« L’Inventaire répond à des besoins d’entreprises » (George Asseraf, CNCP)




Tout juste confirmé dans ses fonctions de président de la Commission nationale de la certification professionnelle (CNCP) [1], George Asseraf a livré jeudi 25 janvier au Quotidien de la formation les nouveaux éléments d’analyse qui permettent d’attester de l’utilité de l’Inventaire des certifications et des habilitations.


Compétences transversales

Créé par la loi du 24 novembre 2009 et mis en œuvre à partir de 2015, l’Inventaire des certifications et habilitations est venu enrichir le Répertoire national des certifications professionnelles (RNCP) d’une logique complémentaire.
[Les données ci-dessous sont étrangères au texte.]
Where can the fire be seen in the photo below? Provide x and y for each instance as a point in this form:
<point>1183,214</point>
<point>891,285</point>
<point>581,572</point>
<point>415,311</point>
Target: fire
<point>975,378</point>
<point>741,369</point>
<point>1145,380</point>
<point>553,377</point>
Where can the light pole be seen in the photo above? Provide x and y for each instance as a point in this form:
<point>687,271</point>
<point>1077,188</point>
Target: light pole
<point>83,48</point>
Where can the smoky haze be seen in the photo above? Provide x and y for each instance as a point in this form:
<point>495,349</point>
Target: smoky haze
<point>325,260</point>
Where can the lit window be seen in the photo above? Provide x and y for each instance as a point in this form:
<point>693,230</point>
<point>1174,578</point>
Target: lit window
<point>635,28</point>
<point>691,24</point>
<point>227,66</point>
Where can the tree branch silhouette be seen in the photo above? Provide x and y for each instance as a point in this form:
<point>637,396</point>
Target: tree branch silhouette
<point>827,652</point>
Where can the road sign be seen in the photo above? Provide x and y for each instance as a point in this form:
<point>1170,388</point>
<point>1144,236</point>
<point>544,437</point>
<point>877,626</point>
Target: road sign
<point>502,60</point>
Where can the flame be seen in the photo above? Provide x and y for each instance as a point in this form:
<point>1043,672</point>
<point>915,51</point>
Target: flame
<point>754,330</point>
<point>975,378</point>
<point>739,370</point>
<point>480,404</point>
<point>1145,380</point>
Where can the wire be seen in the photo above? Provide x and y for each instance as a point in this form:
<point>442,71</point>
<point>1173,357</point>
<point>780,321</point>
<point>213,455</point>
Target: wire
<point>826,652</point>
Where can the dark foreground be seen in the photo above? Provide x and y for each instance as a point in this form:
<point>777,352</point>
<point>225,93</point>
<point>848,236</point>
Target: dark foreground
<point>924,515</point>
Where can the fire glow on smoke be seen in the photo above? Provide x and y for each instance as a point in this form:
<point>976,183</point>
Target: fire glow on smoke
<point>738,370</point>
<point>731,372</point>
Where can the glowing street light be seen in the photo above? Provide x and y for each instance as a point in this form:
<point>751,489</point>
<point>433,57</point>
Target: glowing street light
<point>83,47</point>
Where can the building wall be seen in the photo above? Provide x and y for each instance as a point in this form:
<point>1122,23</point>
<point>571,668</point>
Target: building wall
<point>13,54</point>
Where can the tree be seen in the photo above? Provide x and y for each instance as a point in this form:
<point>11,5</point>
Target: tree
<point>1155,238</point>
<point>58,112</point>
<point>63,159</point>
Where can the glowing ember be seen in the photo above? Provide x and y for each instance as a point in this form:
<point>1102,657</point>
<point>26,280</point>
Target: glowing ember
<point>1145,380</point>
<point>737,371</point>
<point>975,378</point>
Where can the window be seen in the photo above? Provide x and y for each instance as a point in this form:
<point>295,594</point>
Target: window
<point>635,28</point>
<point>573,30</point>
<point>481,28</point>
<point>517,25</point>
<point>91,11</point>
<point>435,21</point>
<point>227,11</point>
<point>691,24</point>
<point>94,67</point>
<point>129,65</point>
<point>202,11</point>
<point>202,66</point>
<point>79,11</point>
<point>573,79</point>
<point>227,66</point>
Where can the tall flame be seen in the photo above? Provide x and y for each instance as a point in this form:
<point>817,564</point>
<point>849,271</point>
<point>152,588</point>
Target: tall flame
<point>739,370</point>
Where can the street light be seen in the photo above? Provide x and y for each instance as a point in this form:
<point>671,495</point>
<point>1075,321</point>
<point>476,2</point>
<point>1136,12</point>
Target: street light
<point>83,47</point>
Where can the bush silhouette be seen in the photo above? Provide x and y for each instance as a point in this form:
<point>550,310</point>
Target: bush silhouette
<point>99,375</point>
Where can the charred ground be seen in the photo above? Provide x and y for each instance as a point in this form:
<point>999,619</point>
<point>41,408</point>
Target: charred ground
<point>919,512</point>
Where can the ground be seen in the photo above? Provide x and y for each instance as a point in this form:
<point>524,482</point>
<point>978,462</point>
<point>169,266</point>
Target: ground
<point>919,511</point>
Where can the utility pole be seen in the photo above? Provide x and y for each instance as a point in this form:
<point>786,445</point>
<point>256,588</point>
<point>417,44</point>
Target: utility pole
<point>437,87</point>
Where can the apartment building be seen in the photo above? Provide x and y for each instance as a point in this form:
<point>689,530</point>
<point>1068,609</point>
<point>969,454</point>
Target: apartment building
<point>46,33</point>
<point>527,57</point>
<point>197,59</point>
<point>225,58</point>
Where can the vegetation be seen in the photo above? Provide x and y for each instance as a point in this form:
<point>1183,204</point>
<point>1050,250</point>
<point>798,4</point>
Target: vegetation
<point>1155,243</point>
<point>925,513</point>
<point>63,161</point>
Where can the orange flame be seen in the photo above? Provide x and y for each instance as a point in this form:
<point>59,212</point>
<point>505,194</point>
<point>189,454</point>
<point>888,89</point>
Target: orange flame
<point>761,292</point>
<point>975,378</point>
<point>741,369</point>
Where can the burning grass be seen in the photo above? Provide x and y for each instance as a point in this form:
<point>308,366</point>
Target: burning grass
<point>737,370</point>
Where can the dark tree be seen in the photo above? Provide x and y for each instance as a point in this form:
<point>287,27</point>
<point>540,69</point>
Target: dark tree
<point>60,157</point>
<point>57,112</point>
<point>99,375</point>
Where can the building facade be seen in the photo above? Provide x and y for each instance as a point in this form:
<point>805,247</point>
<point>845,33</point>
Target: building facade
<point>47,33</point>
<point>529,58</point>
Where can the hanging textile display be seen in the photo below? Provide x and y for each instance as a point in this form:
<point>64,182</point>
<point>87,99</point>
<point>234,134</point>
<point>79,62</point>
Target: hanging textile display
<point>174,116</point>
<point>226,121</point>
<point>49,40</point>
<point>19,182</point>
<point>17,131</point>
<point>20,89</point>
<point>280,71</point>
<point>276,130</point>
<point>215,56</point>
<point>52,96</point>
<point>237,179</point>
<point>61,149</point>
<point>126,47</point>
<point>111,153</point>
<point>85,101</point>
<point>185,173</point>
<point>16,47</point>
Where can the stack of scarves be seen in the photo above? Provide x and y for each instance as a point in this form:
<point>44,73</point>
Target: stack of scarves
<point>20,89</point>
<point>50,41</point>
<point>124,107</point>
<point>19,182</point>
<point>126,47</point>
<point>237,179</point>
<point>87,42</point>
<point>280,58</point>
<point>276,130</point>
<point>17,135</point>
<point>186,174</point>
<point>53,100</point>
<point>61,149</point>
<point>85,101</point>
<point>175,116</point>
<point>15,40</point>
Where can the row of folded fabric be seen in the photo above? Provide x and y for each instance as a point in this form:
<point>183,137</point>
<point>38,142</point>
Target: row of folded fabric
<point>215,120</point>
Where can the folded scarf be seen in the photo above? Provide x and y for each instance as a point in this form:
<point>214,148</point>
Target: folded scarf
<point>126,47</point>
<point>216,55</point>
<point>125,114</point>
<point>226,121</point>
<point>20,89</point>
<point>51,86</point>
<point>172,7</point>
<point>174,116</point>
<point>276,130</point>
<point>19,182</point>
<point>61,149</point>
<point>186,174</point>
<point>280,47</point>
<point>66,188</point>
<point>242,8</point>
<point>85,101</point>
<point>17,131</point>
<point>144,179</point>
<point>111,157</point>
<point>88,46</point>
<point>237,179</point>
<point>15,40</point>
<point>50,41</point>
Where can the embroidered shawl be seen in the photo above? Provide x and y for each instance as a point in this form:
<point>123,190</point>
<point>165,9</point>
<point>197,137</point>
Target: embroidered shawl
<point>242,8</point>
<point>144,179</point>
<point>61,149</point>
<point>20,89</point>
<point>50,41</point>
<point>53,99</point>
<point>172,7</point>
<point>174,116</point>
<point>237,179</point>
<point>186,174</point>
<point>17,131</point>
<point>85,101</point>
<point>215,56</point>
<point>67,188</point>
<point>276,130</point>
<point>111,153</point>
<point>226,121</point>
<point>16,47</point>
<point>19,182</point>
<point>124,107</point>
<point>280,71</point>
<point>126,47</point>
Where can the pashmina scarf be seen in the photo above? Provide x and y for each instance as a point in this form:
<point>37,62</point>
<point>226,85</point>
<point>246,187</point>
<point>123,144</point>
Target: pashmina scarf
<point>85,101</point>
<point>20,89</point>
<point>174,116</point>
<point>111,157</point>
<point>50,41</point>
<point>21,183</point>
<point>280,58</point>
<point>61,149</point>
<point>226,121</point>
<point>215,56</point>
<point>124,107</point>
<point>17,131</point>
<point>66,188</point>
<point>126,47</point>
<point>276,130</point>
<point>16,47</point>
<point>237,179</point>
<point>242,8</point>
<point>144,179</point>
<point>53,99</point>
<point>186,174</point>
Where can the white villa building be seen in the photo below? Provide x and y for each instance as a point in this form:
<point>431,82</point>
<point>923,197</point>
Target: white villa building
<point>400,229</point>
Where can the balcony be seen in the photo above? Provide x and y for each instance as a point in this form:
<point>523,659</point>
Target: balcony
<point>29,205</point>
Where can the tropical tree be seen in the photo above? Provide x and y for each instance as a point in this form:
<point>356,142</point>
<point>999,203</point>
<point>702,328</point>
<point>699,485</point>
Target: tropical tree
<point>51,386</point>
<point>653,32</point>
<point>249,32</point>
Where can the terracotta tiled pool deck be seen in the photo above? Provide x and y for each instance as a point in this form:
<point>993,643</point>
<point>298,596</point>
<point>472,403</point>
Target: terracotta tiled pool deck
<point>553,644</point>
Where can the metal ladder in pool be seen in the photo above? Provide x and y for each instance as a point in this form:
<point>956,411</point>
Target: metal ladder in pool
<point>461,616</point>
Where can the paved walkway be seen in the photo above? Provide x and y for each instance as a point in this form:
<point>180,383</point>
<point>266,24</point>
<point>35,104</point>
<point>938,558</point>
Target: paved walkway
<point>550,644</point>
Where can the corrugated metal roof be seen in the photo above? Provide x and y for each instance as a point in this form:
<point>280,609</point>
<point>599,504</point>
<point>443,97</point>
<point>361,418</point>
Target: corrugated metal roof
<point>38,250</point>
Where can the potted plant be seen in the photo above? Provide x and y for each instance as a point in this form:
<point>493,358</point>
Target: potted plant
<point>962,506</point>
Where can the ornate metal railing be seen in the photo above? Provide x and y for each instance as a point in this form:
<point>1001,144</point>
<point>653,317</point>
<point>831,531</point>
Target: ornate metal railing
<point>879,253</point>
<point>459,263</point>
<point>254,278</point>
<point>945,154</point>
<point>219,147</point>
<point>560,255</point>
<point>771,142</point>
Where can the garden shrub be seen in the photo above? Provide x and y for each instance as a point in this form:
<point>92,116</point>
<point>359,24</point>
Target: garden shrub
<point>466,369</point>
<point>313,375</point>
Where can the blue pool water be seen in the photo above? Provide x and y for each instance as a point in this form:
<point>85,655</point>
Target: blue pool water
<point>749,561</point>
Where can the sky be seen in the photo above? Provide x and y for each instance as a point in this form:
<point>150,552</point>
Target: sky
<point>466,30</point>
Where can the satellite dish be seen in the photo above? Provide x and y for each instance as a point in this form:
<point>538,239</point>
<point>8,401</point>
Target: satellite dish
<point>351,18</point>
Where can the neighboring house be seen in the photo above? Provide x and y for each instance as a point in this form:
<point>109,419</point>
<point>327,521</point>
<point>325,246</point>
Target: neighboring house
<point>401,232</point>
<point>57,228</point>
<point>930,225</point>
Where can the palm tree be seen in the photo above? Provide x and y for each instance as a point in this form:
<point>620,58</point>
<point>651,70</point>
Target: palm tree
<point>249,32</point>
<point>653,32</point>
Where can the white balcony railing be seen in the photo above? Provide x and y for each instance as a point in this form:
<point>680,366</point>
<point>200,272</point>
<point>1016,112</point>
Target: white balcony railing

Là où le RNCP vise à produire une information sur les diplômes, les titres à finalité professionnelle et les certificats de qualification professionnelle (CQP), l’Inventaire est, lui, chargé de signaler des « habilitations et compétences transversales mobilisées en situation de travail », souligne George Asseraf. Et d’insister : « Dans le cas du RNCP, les objets de certification renvoient à des métiers ou à des ensembles d’activités portés par un cadre d’emploi ; avec l’Inventaire, nous sommes sur une logique d’autorisation d’exercer tout ou partie d’un métier (quand cette partie est réglementée) et/ou de compétences particulières ». Il le souligne, c’est une logique qui s’intéresse aux « compétences transversales, entendues comme des compétences de spécialité ou des compétences qui se retrouvent dans un contexte professionnel particulier ».

Deux années de recul

Reste qu’à la différence du RNCP, créé en 2002 et dont les effets sont connus de longue date, l’Inventaire, de par son déploiement récent, demeure pour beaucoup un objet présentant un certain flou : « Ne serait-ce pas un réceptacle de certifications qui ne serviraient à rien ? », résume George Asseraf. Longtemps restée incertaine, la réponse peut aujourd’hui apparaître, après plus de deux années de mise en œuvre de l’Inventaire. D’un point de vue quantitatif, il recense à ce jour 1 608 certifications dans les trois catégories (voir encadré) : 361 en A, 594 en B, 652 en C.

Utilité vérifiée

Mais c’est surtout l’analyse qualitative qui intéresse aujourd’hui le président de la Commission. Renvoyant aux deux étapes qui constituent pour la CNCP le process d’analyse et d’évaluation d’une certaine qualité des certifications, George Asseraf évoque d’abord une étape « filtre », liée au principe de « l’autorité légitime ». Principe selon lequel un organisme doit passer par l’une des trois autorités légitimes pour déposer sa demande de recensement : un ministère, une commission paritaire nationale de l’emploi (CPNE) ou un membre de la commission. Or et pour les catégories B et C, il apparaît que 79 % des demandes ont été validées par une CPNE. Pour George Asseraf, c’est cette implication des branches, sans laquelle la commission n’aurait pas à traiter des dossiers, qui vient donner un signal d’utilité : « l’Inventaire répond pleinement à des besoins d’entreprises puisque les CPNE se portent garant de l’utilité de la certification. »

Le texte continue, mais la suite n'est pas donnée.